E i dati sulla violenza nelle stazioni ferroviarie tedesche preoccupano molti responsabili. Da questo fine settimana la polizia federale ha rafforzato la sua presenza nelle stazioni di dieci grandi città tedesche. Eppure, in tema di criminalità nelle stazioni, Francoforte non è in cima alla lista.
Nel 2025 le stazioni più colpite dalla criminalità sono state la stazione centrale di Lipsia con 859 reati violenti, la stazione centrale di Dortmund con 735 e la stazione centrale di Berlino con 654.
L’episodio che ha scioccato di più negli ultimi mesi è stato l’attacco mortale contro un controllore su un treno regionale in Renania-Palatinato lo scorso febbraio. Da allora si è aperto un dibattito sull’entità delle aggressioni contro i dipendenti della Deutsche Bahn.
Esperto: «Nessuna stazione in Germania è una no-go area»
In totale, secondo le statistiche della polizia, lo scorso anno sono stati commessi 27.800 reati violenti nelle stazioni. Tra questi, 980 aggressioni con coltello e oltre 2.200 reati sessuali registrati. In 5.660 casi la violenza era diretta contro agenti della polizia federale. Tra i presunti autori, secondo la polizia, i non tedeschi erano di gran lunga più numerosi dei tedeschi.
Il criminologo Dirk Baier definisce le stazioni ferroviarie «hotspot della criminalità». Ma sul quotidiano WELT l’esperto spiega anche che la violenza nelle stazioni è particolarmente visibile proprio perché lì la presenza della polizia è maggiore e se ne parla di più sui media. «Dal mio punto di vista non esiste in Germania nessuna grande stazione che sia una no-go area».
Di fatto, proprio di fronte alla stazione centrale di Francoforte molte persone, comprese famiglie e donne, fanno tranquillamente acquisti nelle drogherie e al supermercato.
Poliziotti nelle stazioni invece che ai controlli di frontiera
Il vice capogruppo della CDU al Bundestag, Günter Krings, vuole migliorare la sicurezza pubblica nelle stazioni con misure tecniche, come l’installazione di più telecamere, e allo stesso tempo alleggerire il lavoro degli agenti. Su questo tema sono in corso colloqui all’interno dei partiti della coalizione.
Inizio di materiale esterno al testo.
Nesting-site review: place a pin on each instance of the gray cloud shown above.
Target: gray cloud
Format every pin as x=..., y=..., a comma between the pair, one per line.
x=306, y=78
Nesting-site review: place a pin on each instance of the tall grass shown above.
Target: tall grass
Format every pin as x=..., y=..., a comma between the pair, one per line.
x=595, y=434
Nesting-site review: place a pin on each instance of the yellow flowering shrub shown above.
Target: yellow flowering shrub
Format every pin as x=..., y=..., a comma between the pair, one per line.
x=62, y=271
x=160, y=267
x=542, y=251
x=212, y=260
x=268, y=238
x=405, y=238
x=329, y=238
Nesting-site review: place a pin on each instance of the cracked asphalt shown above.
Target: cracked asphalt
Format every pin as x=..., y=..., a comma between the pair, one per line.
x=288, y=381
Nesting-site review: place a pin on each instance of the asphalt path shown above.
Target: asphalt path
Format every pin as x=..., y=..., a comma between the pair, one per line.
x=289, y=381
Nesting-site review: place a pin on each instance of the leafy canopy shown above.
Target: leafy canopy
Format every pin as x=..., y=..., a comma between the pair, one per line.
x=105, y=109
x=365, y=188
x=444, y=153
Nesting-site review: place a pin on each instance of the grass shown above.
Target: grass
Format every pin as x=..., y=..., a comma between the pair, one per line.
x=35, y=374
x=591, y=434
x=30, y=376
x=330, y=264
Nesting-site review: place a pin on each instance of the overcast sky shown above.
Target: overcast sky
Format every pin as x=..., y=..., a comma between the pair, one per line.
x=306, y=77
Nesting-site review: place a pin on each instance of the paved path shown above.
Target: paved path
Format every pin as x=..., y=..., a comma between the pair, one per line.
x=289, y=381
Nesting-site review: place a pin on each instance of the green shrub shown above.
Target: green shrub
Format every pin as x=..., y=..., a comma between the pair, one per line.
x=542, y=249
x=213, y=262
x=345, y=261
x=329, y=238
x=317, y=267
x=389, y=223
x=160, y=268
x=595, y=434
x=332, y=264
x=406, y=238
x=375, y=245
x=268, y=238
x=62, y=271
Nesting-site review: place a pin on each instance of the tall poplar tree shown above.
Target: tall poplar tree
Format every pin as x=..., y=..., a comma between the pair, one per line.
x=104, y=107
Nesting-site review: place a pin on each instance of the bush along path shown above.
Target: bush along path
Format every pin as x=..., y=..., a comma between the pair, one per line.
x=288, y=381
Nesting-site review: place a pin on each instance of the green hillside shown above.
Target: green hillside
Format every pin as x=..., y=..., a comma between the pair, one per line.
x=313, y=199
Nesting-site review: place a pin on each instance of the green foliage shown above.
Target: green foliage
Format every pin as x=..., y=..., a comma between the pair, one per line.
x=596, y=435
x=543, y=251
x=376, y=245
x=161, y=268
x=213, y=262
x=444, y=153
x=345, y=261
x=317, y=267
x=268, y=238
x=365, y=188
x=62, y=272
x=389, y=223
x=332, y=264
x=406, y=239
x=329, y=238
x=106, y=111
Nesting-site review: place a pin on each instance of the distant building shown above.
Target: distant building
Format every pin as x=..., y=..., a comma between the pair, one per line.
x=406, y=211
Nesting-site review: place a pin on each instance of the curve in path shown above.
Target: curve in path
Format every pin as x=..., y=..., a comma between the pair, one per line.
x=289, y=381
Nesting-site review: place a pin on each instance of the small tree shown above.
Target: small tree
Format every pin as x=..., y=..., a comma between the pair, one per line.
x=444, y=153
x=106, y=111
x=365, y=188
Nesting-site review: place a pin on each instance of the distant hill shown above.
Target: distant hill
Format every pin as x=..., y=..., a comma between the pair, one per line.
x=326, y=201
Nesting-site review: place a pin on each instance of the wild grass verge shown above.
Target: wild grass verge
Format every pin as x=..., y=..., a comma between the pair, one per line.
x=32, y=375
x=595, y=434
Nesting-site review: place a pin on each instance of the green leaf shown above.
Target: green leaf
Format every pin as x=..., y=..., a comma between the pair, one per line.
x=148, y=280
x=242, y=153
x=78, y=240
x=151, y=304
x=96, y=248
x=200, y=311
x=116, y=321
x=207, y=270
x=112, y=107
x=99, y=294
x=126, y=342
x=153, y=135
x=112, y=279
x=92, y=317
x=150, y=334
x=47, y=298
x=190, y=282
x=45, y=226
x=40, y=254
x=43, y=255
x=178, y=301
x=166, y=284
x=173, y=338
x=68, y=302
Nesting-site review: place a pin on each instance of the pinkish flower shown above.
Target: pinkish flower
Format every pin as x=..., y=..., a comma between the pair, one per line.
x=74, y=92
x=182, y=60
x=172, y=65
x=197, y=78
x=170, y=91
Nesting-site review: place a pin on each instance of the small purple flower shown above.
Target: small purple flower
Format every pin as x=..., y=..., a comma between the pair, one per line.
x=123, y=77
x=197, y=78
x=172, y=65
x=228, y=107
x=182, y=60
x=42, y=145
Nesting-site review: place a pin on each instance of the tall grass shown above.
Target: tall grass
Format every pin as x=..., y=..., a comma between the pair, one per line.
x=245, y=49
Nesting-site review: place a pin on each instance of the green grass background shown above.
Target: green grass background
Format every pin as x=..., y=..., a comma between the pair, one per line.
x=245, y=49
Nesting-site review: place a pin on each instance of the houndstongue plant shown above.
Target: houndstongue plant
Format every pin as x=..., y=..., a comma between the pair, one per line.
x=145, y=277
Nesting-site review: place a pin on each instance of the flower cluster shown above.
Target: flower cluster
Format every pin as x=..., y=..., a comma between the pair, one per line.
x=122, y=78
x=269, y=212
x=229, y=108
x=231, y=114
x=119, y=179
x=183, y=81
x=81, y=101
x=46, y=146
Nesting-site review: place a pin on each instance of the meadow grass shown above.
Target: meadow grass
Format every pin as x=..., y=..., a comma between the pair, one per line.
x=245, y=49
L’AfD definisce le stazioni tedesche «luoghi della paura» e chiede pene più severe, espulsioni applicate con maggiore rigore e un rafforzamento della presenza della polizia.
Per il portavoce per gli affari interni dei Verdi, Marcel Emmerich, la videosorveglianza può essere utile, ma non può sostituire la presenza degli agenti sul posto. Il governo, sostiene, impiega migliaia di agenti della polizia federale in «controlli di frontiera costosi, inutili e illegittimi» invece di rafforzare la presenza nelle stazioni.
Divieti di armi e alcol nelle stazioni
Come riferisce la Süddeutsche Zeitung, da venerdì a domenica sono in vigore divieti di porto d’armi alla stazione centrale di Monaco di Baviera e alla Ostbahnhof della capitale bavarese, nonché nelle stazioni centrali di Norimberga, Ratisbona e Rosenheim. Nei fine settimana è quindi vietato portare con sé coltelli o strumenti pericolosi. Secondo quanto riportato dalla SZ, le forze dell’ordine possono fermare, interrogare e perquisire le persone anche senza un motivo concreto.
Un divieto di consumo di alcol è in vigore alla stazione centrale (Hbf) di Colonia già da aprile e ora si applica anche alle stazioni di Bonn, Düsseldorf, Duisburg, Essen, Dortmund e Münster.
La Deutsche Bahn, nelle stazioni, detiene il diritto di casa e può quindi imporre propri regolamenti, come ad esempio il divieto di alcol.
La violenza nelle stazioni non è comunque un fenomeno esclusivamente tedesco, come dimostra anche la recente aggressione con coltello a Winterthur in Svizzera.